Sometimes it's fun to revert to spazzed-out-six-year-old temper tantrum kinds of behavior like this -- NO! I DON'T WANNA! YOU CAN'T MAKE ME! I CAN DO ANYTHING I WANT! -- but just for kicks, let's put our grownup thinking caps on (have you got one?) and consider your position. Chewing gum, coffee, beer, and hard booze are on the very long list of things which, when thoughtfully used as intended, do not kill or maim the user. Tobacco's not on that list because when used as intended, it kills half its users and maims and disfigures many of the other half, similarly (but to a greater degree) than yesterdays' lawnmowers and power saws and kids' bicycles and automobiles.

But let's roll with your idea for a few moments: Government shouldn't ban anything. So no ban on leaded gasoline -- the kids will have diminished intelligence and ability to learn and they'll have serious, criminal behavioral problems later on, but that's a worthwhile price to pay for getting rid of government interference, right? And while we're on the subject, no ban on companies dumping mercury and other toxic crap into the land, air, and water. Don't like drinking poisonous water or breathing filthy air? Too bad.

Cars! No auto safety regulations because the glorious free market is successful at deciding that people didn't actually want to be impaled on steering shafts and torn in half by flying shards of non-safety glass and pulped on ejection through the windshield. Note how well Chrysler's new-for-1964 door latches worked (not) to prevent the doors flying open in a crash:

[ame="http://www.youtube.com/watch?v=siT-SIfOnQw"]‪1960s Crash Tests‬‏ - YouTube[/ame]

I see a lot of very dead and very maimed people when I view that video, but the big, bad government shouldn't have stepped in and stuck its big do-gooder nose into the private lives of drivers and passengers. Or maybe you think they should've just stopped after putting forth basic common-sense safety regulations like requiring seat belts in every car and that kind of thing? Well, here's what happens when a '78 Plymouth -- with seat belts, collapsible steering column, side-impact door beams and the whole rest of the list of basic safety equipment mandated by '78 hits a barrier at 65mph (the really revealing views start at about 0:50):

[ame="http://www.youtube.com/watch?v=dVqxxIqu5TU"]YouTube - Broadcast Yourself.[/ame]

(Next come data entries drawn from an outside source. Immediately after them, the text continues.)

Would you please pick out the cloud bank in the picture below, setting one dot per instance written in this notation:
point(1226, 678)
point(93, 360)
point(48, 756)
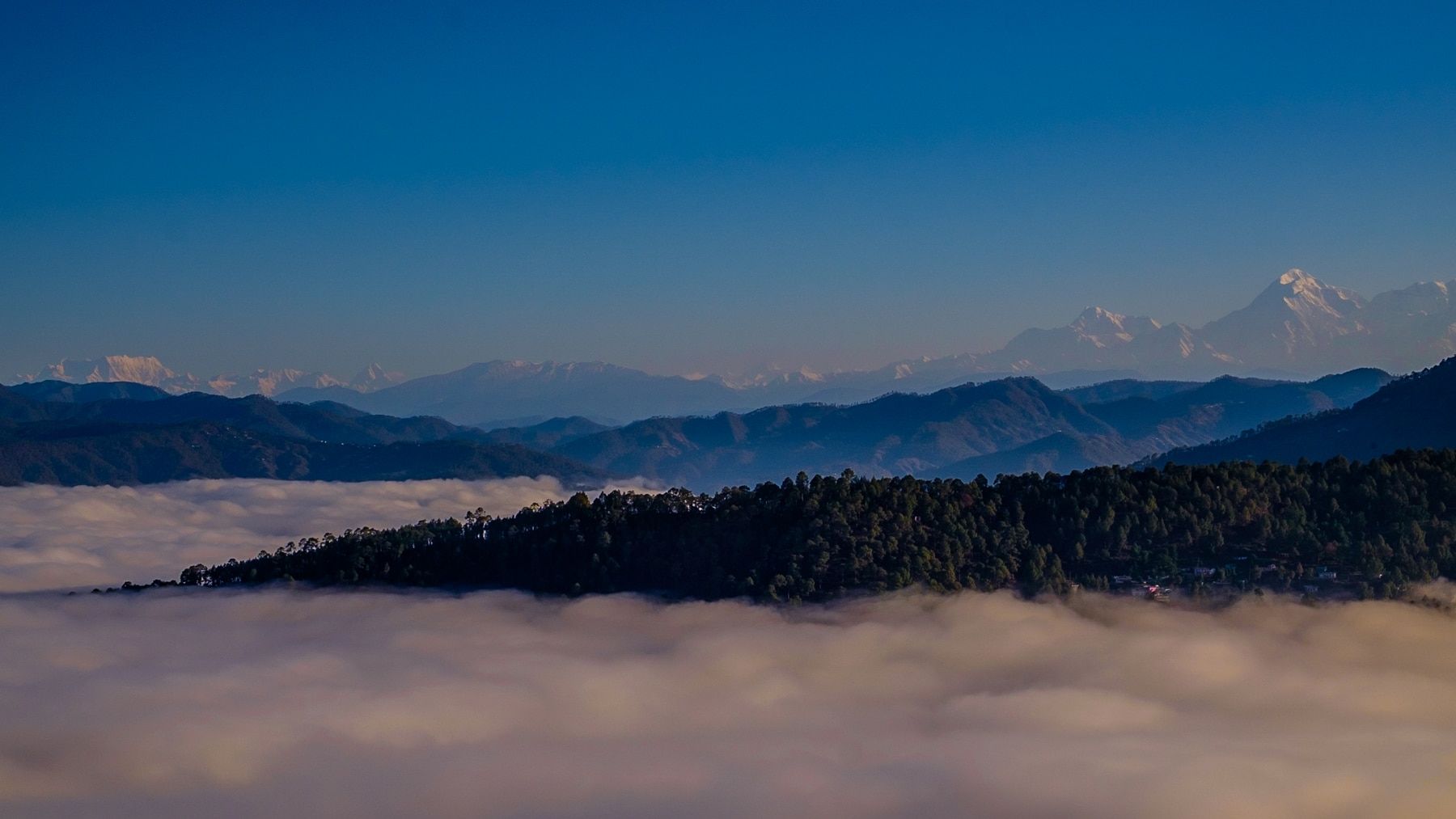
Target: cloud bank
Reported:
point(294, 703)
point(98, 536)
point(198, 702)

And here's what happens when the Chinese built a car just a few years ago for sale to the general public without any pesky government interference:

[ame="http://www.youtube.com/watch?v=Mbe5ILICT4M"]‪New Chinese Car Crash Test Disaster - 2007 Brilliance BS6‬‏ - YouTube[/ame]

No health codes! That's nanny-state interference with private lives and free markets! The free market will decide if you really want to eat at a restaurant, swim at a pool, shop at a grocery, or work at a workplace without fear of contracting dread diseases. And they call them "engineering standards" for things like roads and bridges and airplanes and power lines, but they amount to BANS on roads and bridges and planes and power lines that don't happen to meet nanny-state big-government intrusive "standards", the same way closing tax loopholes for billionnaires amount to "job-killing tax increases".

Y'know, lemme tell you a little about my day last Friday. I woke to my alarm clock, powered by electricity generated by the public power monopoly regulated by the US Department of Energy. I then took a shower in the clean water provided by the local water utility. After that, I turned on the TV to an FCC-regulated channel to see what the National Weather Service and National Oceanic and Atmospheric Administration determined the weather will be, using satellites designed, built, and launched into orbit by the National Aeronautics and Space Administration. I watched this while eating my breakfast, which has been inspected for safety by the US Department of Agriculture and took my medicine, which has been approved by the Food and Drug Administration.

At the appropriate time, as regulated by the US Congress and kept accurate by the National Institute of Standards and Technology and the US Naval Observatory, I got into my National Highway Traffic Safety Administration certified automobile, and set out to work on the roads designed and built by the local, state, and national Departments of Transportation, stopping to purchase fuel at a quality level determined by the Environmental Protection Agency, at a pump certified by the local Bureau of Weights and Measures to have dispensed what it says it did, using legal tender issued by the Federal Reserve Bank. On the way out the door, I dropped my mail in the outbox for the US Postal Service, which can deliver a note anywhere in the country in less than a week, and dropped my kids off at the local public school.

After work, I drove my NHTSA car back home on the DOT roads, to a house which had not burned down in my absence because of state and local building codes and a fire marshal's inspection, and which had not been vandalized or plundered of its valuables thanks to the local police department.

I then logged onto the Internet, which was developed by the Defense Advanced Research Projects Agency, and griped on freerepublic.com about how "socialism" is bad because the government can't do anything right. That's what my Friday looked likeÂ…how 'bout yours?